No próximo dia 27 de fevereiro, às 14h, comunidade e movimentos populares se reunirão no seminário "O Serviluz que queremos", para pensarem na formação do Conselho Gestor, melhorias para o bairro e discutir a instalação da Zeis. "Vamos reunir a comunidade para esclarecer os pontos negativos e positivos, para que todos conheçam e possam participar", disse Meire.

Igor Moreira, advogado que integra o MCP, comentou sobre um possível plebiscito que deve ser convocado pela Câmara Municipal para decidir a construção do estaleiro. A proposta de decreto, solicitando a realização de um plebiscito, foi sugerida pela vereadora Eliane Novais (PSB).

Para o advogado a participação democrática serve para garantir direitos e não para retirar os que já foram adquiridos. "A sociedade já conquistou seus direitos através do Plano Diretor e um plebiscito para decidir sobre o estaleiro vai à contramão das conquistas. A comunidade já se posicionou, este estaleiro acaba com a Zeis. Este plebiscito é desonesto".
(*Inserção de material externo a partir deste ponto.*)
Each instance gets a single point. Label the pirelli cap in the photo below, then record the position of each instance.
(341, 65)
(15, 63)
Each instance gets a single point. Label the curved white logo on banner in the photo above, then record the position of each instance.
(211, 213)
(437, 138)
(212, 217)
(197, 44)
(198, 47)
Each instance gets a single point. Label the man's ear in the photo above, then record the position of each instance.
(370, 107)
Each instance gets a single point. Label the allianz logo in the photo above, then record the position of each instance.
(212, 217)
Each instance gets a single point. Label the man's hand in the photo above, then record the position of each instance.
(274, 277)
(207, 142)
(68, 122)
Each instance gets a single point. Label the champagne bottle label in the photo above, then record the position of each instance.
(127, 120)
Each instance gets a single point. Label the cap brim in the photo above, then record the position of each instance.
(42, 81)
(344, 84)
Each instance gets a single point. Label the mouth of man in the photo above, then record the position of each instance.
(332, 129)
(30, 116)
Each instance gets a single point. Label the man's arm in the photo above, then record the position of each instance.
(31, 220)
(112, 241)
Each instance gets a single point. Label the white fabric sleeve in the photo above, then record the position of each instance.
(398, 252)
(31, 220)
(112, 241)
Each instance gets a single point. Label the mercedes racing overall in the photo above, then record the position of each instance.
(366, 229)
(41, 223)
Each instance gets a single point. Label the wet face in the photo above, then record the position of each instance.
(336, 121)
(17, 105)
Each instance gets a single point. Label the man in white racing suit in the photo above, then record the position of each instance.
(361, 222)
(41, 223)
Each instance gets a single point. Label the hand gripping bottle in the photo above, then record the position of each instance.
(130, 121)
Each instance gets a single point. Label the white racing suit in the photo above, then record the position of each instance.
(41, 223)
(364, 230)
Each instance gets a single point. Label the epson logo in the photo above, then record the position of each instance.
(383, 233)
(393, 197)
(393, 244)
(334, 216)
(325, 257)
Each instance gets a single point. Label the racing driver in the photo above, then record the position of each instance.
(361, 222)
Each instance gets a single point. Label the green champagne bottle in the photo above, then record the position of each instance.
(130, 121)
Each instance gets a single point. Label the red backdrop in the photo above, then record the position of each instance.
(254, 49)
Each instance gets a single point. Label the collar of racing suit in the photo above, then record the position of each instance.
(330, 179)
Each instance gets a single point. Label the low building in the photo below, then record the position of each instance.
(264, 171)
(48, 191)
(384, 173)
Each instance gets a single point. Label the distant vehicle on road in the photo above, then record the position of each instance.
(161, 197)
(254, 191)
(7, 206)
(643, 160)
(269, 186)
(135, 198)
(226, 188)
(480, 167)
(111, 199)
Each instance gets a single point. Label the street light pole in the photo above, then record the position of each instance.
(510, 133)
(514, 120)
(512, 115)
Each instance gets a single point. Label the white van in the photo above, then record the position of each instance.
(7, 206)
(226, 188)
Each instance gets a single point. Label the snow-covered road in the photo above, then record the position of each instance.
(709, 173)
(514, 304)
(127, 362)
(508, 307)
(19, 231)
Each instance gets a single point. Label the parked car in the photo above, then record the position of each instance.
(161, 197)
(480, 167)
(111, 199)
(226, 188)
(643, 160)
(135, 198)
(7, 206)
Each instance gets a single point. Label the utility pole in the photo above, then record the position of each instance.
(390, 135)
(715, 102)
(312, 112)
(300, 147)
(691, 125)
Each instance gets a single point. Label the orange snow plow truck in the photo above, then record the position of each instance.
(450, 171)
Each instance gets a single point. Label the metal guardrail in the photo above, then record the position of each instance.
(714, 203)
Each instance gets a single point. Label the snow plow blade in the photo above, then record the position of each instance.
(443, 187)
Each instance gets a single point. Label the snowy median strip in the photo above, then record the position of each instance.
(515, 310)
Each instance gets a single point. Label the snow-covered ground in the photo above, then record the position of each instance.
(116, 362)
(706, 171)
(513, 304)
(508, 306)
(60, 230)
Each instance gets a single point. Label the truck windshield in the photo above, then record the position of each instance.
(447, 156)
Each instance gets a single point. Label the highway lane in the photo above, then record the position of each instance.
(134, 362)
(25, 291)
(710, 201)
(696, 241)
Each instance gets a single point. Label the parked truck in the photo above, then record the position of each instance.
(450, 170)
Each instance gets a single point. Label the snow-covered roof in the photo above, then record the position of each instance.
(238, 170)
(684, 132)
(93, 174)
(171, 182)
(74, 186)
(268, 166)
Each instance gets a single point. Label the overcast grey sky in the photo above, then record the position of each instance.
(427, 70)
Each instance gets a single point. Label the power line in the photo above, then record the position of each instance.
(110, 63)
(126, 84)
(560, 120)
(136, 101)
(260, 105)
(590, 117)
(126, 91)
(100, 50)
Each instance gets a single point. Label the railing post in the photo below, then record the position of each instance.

Segundo informações divulgadas pela imprensa cearense, tanto a Secretaria do Meio Ambiente do Ceará (Semace), quanto a Secretaria do Meio Ambiente Municipal (Semam) já foram orientadas pelo Ministério Público Federal a não conceder nenhuma licença ambiental que permita a execução da obra, até que o assunto seja devidamente investigado.

Carta de repúdio

Em carta de repúdio, o MCP rejeita veementemente a construção de um estaleiro na praia, com a alegação de que o empreendimento trará muitos danos à população e ao meio ambiente.

"Segundo noticiado, o governador afirmou que o empreendimento não trará impactos ambientais e sociais. É mentira. É consenso entre os ambientalistas sérios da cidade que o impacto será imenso e não afetará somente o Serviluz, mas toda a orla de Fortaleza", diz parte do documento.

A comunidade se sente chantageada com a proposta do governo cearense, conforme relatado no trecho da carta: "Será que o governador não conhecia as carências do bairro ou será que ele está querendo nos chantagear e dizer que só investe se aceitarmos o estaleiro"? E continua: "As melhorias que o bairro precisa deveriam ser obrigação do Estado e não um capricho autoritário do governador".